Dans la précipitation de son zèle antiterroriste, il lui arriva parfois de faire taire et d'humilier de violents patriotes qui s'étaient avancés sans réserve pour la Révolution. Dans le Jura, par exemple, il imposa royalement silence au représentant Bernard de Saintes. Cette scène, très-saisissante, donna aux contre-révolutionnaires du Jura une confiance illimitée. Ils disaient légèrement (un des leurs, Nodier, le rapporte): «Nous avons la protection de MM. de Robespierre.»

À Paris, Robespierre jeune fréquentait une maison infiniment suspecte du Palais-Royal, en face du perron même, au coin de la rue Vivienne, l'ancien hôtel Helvétius. Le perron était, comme on sait, le centre des agioteurs, tripoteurs de Bourse, des marchands d'or et d'assignats, des marchands de femmes. De somptueuses maisons de jeux étaient tout autour, hantées des aristocrates. J'ai dit ailleurs comment tous les vieux partis, à mesure qu'ils se dissolvaient, venaient mourir là, entre les filles et la roulette. Là finirent les Constituants, les Talleyrand, les Chapelier. Là traînèrent les Orléanistes. Plusieurs de la Gironde y vinrent. Robespierre jeune, gâté par ses missions princières, aimait aussi à retrouver là quelques restes de l'ancienne société.

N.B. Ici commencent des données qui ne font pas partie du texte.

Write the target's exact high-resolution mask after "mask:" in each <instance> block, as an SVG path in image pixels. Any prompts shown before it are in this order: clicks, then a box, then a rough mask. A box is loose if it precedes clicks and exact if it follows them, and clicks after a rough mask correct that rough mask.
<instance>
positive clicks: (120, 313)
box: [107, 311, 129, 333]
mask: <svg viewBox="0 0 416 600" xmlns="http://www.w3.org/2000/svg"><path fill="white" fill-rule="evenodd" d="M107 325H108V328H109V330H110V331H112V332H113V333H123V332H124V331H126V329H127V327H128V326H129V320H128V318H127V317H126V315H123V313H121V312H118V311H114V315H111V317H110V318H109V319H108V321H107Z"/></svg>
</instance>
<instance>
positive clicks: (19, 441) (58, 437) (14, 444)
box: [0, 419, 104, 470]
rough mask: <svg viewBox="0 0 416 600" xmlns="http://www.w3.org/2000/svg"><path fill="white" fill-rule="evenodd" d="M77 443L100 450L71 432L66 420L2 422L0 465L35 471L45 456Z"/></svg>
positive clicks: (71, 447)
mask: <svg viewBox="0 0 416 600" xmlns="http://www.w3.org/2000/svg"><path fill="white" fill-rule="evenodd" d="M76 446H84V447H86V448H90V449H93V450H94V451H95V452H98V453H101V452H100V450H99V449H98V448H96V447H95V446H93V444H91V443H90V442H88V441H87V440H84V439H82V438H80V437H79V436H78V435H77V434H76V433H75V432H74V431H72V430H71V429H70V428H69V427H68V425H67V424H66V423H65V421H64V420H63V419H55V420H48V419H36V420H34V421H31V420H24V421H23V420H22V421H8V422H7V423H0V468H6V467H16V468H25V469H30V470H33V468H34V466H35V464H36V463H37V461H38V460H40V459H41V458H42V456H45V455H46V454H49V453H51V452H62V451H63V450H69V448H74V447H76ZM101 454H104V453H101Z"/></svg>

La maison où il jouait était tenue par deux dames royalistes, fort jolies, la fille de dix-sept ans, la mère n'en avait pas quarante. Celle-ci, madame de Saint-Amaranthe, veuve, à ce qu'elle disait, d'un garde du corps qui se fit tuer au 6 octobre, avait marié sa fille dans une famille d'un nom fameux de police, au jeune Sartine, fils du ministre de la Pompadour, que Latude a immortalisé.

Madame de Saint-Amaranthe, sans trop de mystère, laissait, sous les yeux des joueurs, les portraits du roi et de la reine. Cette enseigne de royalisme ne nuisait pas à la maison. Les riches restaient royalistes. Mais ces dames avaient soin d'avoir de hauts protecteurs patriotes. La petite Saint-Amaranthe était fort aimée du Jacobin Desfieux, agent du Comité de sûreté (quand ce comité était sous Chabot), ami intime de Proly et logeant dans la même chambre, ami de Junius Frey, ce fameux banquier patriote qui donna sa sœur à Chabot. Tout cela avait apparu au procès de Desfieux, noyé avec Proly, dans le procès des Hébertistes.

Desfieux ayant été exécuté avec Hébert, le 24 mars, Saint-Just transmit une note contre la maison qu'il fréquentait au Comité de sûreté, qui, le 31, fit arrêter les Saint-Amaranthe et Sartine. (Archives, Comité de sûreté, registre 642, 10 germinal.)

Mais Robespierre jeune, aussi bien que Desfieux, était ami de cette maison; c'est ce qui, sans doute, valut à ces dames de rester en prison assez longtemps sans jugement. Le Comité de sûreté, auquel il dut s'adresser pour leur obtenir des délais, était instruit de l'affaire. Il avait là une ressource, un glaive contre son ennemi. Admirable prise! La chose habilement arrangée, Robespierre pouvait apparaître comme patron des maisons de jeu!

Robespierre? lequel des deux? on se garda de dire le jeune. La chose eût perdu tout son prix.

Il fut bientôt averti, sans doute par son frère même, qui fit sa confession. Il vit l'abîme et frémit.

Alla-t-il aux comités? ou les comités lui envoyèrent-ils? on ne sait. Ce qui est sûr, c'est que, le soir du 25 prairial (14 juin), deux choses terribles se firent entre lui et eux.

Il réfléchit que l'affaire était irrémédiable, que l'effet en serait augmenté par sa résistance, qu'il fallait en tirer parti, obtenir des comités, en retour de cette vaine joie de malignité, un pouvoir nouveau qui lui servirait peut-être à frapper les comités, en tout cas, à faire un pas décisif dans sa voie de dictature judiciaire.